Many have found the existing detection tools not very effective, especially for professional academic writing. These tools have a bias against non-native speakers. Seven common web-based AI detection tools all identified non-native English writers’ works as AI-generated text more frequently than native English speakers’ writing.
But now it seems as if chemistry scientists have found an important building block in creating more effective detection tools. In a paper titled “Accurately detecting AI text when ChatGPT is told to write like a chemist” they describe how they developed and tested an accurate AI text detector for scientific journals.
Using machine learning (ML), the detector examines 20 features of writing style, including variation in sentence lengths, the frequency of certain words, and the use of punctuation marks, to determine whether an academic scientist or ChatGPT wrote the examined text.
To test the accuracy of the detector, the scientists tested it against 200 introductions in American Chemical Society (ACS) journal style. For 100 of these, the tool was provided with the papers’ titles, and for the other 100, it was given their abstracts.
It showed astonishing results. It outperformed the online tools provided by ZeroGPT and OpenAI by identifying ChatGPT-3.5 and ChatGPT-4 written sections based on titles with 100% accuracy. For the ChatGPT-generated introductions based on abstracts, the accuracy was slightly lower, at 98%.

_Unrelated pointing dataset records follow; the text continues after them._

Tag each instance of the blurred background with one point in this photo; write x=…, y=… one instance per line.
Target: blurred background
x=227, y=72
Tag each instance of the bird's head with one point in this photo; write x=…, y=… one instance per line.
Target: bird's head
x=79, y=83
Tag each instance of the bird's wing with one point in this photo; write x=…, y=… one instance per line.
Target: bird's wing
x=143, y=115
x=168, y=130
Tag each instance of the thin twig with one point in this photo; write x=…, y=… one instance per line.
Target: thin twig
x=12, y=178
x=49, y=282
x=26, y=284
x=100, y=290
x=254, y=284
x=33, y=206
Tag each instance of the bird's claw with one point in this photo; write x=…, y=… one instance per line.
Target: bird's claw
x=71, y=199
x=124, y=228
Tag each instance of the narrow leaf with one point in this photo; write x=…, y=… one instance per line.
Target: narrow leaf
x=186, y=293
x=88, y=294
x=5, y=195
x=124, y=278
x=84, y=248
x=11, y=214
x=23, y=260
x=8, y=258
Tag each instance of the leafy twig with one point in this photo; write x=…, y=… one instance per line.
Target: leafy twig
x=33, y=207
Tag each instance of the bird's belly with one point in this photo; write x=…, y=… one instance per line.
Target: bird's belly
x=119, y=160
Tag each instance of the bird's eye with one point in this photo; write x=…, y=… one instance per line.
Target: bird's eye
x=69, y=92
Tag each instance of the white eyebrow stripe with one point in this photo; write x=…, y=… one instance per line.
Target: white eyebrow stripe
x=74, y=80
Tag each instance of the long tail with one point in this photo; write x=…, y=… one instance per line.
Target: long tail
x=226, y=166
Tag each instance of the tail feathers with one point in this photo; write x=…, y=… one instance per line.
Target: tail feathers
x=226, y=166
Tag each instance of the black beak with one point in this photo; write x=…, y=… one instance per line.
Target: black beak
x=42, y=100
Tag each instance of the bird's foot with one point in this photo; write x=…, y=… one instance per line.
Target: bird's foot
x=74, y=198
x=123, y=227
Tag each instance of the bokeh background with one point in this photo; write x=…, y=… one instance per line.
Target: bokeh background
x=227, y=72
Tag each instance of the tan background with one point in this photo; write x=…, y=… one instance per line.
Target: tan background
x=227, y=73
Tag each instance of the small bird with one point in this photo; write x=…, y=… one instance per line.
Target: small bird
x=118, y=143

Image courtesy of ScienceDirect
The graph shows the accuracy of three detectors against texts written by humans (to determine the number of false positives), ChatGPT-3.5, and ChatGPT-4. P1 is the texts based on titles and P2 the ones based on abstracts.
What’s important about this research is that it shows that with specialized tools one can achieve a much better detection rate. That could mean that efforts to develop AI detectors could receive a significant boost by tailoring software to specific types of writing.
Once we learn how to quickly and easily build such a specialized tool, we can soon expand the number of areas for which we have specialized detectors. According to one of the researchers, the findings show that “you could use a small set of features to get a high level of accuracy.”
To put this into perspective, the development time to generate the detector was a part-time project, done in approximately one month by a few people. The scientists designed the detector prior to the release of ChatGPT-4, but it works just as effectively on GPT-3.5, so it’s unlikely that future versions would create text in a way that would significantly change the accuracy of this detector.